When I went to Chengdu Taste, everybody in that restaurant was Chinese. But they were Chinese people who went there because of Jonathan Gold's review. And I mentioned it to Francis Lam, because you could see — they had the review. Francis said, "I hadn't thought about that before but you make a really good point. Cantonese is my first language, but I don't read it and so I'm dependent on people like Jonathan to tell me where to go." And so many of the American-born Chinese people are following non-Chinese critics to Chinese restaurants, which is fascinating.
PS: Adam Platt, a New York Magazine restaurant critic, recently revealed his identity a few months ago. How do you feel about that decision?
RR: It was honest. I was very lucky to have been a critic in the pre-cellphone days, but I think today, being anonymous is virtually impossible unless you employ a full-time cosmetician. People are snapping photos. Journalistically, it was really smart, gets everybody talking. He's totally recognizable. I mean he's huge! How is he going to disguise himself? Let's just call a spade a spade.
PS: You have spoken about the food world still being a boys' club. Do you think things will change due to the uproar cased by Time magazine's Gods of Food issue?
RR: I think things are changing. Cherry Bombe is doing this Cherry Jubilee Conference, and the real issue for women in the food world is families. You've seen people opting out in their mid-30s, because suddenly having a family and having punishing restaurant work, is really difficult. Men have the little women staying at home and watching the family.
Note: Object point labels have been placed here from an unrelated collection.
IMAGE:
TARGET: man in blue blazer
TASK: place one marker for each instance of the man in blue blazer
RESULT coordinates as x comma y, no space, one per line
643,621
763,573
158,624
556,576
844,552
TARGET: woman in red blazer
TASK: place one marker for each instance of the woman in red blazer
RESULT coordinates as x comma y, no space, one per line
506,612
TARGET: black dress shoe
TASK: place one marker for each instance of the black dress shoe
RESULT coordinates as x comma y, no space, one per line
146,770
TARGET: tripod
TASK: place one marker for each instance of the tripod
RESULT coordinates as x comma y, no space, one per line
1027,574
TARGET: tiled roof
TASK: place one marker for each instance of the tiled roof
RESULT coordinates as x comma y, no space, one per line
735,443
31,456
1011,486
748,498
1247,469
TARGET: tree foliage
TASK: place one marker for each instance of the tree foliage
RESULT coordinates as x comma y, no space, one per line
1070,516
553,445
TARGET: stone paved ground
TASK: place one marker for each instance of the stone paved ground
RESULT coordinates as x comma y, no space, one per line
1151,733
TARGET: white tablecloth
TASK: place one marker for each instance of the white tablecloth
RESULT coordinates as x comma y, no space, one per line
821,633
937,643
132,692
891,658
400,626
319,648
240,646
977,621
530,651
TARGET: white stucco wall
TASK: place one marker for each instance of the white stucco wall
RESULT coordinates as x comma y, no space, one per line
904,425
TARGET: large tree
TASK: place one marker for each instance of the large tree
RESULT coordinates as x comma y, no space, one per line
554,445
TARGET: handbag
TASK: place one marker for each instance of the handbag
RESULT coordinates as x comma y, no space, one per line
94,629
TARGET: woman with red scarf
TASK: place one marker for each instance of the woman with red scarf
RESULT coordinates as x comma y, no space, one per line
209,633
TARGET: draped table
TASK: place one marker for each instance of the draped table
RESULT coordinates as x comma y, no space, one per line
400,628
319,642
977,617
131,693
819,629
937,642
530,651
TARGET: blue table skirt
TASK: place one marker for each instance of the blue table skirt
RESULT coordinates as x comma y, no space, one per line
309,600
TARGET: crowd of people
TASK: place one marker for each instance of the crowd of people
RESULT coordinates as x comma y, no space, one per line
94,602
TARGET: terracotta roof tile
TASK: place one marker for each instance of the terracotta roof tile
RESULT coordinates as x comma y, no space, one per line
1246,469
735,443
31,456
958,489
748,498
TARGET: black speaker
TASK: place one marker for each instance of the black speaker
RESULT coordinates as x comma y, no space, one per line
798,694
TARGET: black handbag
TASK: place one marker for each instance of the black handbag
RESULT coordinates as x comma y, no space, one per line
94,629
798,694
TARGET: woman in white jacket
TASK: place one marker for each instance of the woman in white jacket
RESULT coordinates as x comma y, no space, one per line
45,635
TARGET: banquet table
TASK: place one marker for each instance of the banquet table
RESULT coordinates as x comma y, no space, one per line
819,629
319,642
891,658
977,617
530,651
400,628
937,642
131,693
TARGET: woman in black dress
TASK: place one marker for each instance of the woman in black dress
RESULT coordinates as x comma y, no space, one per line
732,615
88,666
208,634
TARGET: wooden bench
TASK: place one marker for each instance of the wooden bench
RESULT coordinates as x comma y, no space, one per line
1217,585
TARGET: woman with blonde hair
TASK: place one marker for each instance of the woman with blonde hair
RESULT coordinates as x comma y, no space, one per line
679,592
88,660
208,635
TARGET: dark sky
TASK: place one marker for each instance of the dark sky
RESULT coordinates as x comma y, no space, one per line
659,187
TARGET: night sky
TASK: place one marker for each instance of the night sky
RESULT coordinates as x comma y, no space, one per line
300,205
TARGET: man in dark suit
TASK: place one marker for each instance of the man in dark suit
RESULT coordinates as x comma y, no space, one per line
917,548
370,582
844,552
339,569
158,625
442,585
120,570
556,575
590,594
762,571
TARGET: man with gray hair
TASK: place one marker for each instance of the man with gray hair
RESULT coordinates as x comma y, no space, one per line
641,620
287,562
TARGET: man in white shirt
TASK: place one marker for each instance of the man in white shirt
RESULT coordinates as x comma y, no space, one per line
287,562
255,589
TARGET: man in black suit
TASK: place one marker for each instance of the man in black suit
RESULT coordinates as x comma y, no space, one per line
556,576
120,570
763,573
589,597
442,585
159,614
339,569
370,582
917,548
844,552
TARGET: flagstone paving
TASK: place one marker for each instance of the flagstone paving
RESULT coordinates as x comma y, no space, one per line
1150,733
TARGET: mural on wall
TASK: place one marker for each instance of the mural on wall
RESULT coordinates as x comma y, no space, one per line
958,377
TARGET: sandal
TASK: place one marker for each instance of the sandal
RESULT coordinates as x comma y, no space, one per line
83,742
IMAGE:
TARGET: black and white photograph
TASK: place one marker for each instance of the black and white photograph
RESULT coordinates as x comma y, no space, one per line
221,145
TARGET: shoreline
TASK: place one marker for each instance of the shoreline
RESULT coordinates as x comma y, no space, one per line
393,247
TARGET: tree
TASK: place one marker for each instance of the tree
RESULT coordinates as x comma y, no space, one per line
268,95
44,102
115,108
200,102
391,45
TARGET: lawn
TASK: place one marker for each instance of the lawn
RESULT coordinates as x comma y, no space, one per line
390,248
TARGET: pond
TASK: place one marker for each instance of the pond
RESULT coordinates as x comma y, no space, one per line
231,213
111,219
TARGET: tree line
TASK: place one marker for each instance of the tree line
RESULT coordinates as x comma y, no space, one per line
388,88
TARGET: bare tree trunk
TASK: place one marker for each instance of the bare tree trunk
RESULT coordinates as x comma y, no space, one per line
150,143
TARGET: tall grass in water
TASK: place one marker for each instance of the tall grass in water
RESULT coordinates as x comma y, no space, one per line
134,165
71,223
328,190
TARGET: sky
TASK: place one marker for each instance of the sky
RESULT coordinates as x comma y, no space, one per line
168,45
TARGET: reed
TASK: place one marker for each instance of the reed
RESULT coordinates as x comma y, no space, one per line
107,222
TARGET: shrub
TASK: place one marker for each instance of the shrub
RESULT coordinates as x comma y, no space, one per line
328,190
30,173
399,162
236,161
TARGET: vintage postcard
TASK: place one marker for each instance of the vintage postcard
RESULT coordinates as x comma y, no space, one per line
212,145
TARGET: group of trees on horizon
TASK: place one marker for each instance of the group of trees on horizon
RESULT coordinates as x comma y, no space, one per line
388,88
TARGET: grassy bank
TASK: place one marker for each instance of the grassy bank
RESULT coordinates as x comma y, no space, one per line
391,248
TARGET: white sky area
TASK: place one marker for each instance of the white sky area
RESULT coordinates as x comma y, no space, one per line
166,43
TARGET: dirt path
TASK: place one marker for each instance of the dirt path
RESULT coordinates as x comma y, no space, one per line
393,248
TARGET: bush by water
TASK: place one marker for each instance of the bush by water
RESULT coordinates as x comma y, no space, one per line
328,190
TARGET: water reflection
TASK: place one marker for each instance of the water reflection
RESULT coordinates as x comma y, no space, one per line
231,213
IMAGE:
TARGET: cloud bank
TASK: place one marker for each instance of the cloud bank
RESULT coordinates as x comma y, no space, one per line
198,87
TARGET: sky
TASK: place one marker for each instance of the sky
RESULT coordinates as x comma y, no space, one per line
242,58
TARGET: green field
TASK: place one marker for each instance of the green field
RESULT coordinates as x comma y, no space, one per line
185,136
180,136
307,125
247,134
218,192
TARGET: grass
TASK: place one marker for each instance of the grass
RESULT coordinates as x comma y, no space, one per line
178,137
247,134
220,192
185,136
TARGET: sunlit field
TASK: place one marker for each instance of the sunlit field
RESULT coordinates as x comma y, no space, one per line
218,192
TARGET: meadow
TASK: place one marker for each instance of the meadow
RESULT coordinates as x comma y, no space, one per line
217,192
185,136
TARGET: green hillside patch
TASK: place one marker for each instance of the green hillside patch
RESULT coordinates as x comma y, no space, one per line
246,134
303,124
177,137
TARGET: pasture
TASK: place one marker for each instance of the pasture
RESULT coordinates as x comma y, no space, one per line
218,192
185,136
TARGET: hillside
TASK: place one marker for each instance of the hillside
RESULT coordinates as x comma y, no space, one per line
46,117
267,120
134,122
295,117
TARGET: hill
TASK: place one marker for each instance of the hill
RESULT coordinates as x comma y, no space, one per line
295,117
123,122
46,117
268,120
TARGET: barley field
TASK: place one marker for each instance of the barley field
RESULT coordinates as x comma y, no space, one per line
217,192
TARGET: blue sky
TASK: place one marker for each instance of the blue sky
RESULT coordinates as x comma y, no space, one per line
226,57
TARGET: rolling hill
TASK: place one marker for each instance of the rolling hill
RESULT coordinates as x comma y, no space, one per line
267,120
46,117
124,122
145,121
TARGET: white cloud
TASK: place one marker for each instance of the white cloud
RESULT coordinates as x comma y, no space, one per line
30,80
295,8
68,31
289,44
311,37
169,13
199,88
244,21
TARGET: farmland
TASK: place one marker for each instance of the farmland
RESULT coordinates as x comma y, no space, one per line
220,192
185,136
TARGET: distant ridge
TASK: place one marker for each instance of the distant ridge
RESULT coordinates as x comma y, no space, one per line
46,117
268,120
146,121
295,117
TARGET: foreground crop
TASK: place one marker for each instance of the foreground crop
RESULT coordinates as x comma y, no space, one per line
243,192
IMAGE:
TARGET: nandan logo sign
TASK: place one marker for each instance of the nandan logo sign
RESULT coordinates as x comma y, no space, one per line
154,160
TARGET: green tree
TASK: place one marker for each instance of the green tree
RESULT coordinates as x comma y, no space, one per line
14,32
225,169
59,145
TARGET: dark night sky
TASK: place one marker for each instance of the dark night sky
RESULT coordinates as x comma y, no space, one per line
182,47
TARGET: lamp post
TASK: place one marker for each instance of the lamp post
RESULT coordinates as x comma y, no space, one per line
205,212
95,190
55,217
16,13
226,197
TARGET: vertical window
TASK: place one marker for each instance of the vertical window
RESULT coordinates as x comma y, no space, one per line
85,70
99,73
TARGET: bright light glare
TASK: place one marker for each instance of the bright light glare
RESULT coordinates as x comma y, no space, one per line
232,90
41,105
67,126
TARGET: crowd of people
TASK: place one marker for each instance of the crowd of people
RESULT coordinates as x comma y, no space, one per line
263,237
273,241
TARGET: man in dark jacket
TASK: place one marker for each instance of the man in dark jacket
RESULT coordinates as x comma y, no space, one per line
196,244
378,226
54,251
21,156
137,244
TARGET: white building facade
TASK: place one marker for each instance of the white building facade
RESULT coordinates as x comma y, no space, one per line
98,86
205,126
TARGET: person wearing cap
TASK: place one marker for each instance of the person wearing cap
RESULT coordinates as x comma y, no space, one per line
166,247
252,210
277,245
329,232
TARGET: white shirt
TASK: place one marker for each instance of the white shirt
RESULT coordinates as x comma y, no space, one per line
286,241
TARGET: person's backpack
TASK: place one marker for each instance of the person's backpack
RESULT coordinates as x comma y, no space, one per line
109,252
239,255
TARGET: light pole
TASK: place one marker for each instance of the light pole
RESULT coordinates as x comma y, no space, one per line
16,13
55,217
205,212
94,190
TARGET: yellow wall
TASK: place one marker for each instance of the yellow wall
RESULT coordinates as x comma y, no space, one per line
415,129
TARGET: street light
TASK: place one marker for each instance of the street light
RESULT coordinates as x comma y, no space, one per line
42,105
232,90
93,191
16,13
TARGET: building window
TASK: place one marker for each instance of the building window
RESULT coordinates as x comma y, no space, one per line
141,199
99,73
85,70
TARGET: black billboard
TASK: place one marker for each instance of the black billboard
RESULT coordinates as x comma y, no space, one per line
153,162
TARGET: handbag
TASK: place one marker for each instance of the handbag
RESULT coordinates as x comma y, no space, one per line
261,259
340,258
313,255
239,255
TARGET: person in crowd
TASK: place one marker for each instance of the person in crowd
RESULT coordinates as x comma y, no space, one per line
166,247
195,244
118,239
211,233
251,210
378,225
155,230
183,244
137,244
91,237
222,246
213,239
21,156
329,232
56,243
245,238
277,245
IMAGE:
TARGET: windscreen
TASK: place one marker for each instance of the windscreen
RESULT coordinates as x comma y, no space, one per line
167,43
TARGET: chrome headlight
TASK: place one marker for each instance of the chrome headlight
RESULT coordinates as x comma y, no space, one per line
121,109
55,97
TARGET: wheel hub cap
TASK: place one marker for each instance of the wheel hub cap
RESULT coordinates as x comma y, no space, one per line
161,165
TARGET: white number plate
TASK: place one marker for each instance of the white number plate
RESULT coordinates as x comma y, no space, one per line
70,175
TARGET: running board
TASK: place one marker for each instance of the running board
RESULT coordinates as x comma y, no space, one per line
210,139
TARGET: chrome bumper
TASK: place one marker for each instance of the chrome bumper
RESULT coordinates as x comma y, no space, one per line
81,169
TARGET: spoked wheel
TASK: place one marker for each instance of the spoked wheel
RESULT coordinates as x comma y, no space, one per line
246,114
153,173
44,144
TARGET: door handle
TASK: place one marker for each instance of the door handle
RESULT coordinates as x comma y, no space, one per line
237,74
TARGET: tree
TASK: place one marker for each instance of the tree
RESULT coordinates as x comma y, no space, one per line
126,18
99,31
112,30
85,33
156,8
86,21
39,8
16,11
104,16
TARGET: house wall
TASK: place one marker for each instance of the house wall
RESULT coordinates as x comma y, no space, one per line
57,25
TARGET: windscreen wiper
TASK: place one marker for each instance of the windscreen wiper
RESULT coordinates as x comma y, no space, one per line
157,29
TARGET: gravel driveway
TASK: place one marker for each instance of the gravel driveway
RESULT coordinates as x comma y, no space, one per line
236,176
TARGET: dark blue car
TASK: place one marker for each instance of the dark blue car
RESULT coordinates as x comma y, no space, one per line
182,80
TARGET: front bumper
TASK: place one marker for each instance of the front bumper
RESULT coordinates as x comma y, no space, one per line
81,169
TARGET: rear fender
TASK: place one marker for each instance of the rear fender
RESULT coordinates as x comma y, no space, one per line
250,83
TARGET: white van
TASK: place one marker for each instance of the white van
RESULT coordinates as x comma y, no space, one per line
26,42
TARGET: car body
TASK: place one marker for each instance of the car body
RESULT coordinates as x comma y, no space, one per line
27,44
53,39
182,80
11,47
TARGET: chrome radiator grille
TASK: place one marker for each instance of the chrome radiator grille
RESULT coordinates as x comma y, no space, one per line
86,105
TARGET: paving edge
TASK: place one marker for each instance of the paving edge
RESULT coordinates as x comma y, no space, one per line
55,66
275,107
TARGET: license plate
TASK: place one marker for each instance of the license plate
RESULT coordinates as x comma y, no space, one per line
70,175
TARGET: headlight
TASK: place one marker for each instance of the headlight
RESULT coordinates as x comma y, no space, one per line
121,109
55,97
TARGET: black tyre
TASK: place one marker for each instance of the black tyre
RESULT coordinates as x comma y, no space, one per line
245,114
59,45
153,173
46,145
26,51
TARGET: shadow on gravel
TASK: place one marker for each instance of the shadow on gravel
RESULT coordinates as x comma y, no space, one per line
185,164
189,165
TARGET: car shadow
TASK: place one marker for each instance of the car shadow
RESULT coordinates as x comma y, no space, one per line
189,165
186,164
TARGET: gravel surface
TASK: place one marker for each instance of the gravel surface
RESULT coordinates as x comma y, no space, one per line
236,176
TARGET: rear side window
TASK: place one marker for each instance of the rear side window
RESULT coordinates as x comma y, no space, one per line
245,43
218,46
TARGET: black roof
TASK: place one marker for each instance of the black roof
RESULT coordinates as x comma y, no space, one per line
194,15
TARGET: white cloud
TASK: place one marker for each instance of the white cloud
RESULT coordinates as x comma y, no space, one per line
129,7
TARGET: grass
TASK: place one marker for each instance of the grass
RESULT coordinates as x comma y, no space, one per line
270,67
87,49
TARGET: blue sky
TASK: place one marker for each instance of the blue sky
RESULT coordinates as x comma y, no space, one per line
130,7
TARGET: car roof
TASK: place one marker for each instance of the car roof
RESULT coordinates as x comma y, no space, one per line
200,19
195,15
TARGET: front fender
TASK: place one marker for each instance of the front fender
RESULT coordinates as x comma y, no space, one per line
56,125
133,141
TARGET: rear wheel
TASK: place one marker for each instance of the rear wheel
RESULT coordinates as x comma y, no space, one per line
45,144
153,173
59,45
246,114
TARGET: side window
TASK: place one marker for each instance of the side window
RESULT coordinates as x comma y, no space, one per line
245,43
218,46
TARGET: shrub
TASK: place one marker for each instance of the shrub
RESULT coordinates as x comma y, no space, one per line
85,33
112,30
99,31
It's not just in the food industry, but in industries generally, are going to have to figure out something innovative like job sharing, so people can have a life.
PS: You have such an adventurous palate, but are there any foods that you just can't stomach?
RR: I'll eat anything, I really will. I mean, I'll taste it. I loathe honey. Actually, it was how I connected to MFK Fisher. When I went to interview her for the first time and I was so nervous. She was my goddess. I was doing this interview for Ms. Magazine. I went to her house; she offered me tea and said, "I'm sorry I don't have any honey." And I said, "Ugh, can't stand it." And she couldn't either, "Oh! Honey! Hate it, hate it." It was this instant bond. Honey haters of the world unite.
PS: You declared that LA is the most important dining city right now. What has been your last noteworthy meal there?
RR: Chengdu Taste. I just love that food so much, and there is nothing remotely like that in New York. It's such a treat. At Chengdu Taste, the waiter said, "We have a new dish, it's only available for one month a year. We call it Szechuan spring vegetable." It's something called celtuce, which I've never had before — it's lettuce stem. And my guess is that LA is probably the only place in America where they're serving Szechuan spring vegetable. The thing about LA that's so amazing is because of the demographics, you have the most authentic ethnic experiences there. And that doesn't happen anywhere else. I think that's why it's such an important place for so many chefs.
PS: For those who want to follow in your footsteps, what advice do you have to give?
RR: First of all, eat everything. Really train your palate. Secondly, make yourself an expert in something arcane. Specializing is a really good way to make yourself valuable. Thirdly, read really good food writers and see what they do. There's some people out there who are such a pleasure to read and use words in such a wonderful way. It's really good training for your own ear.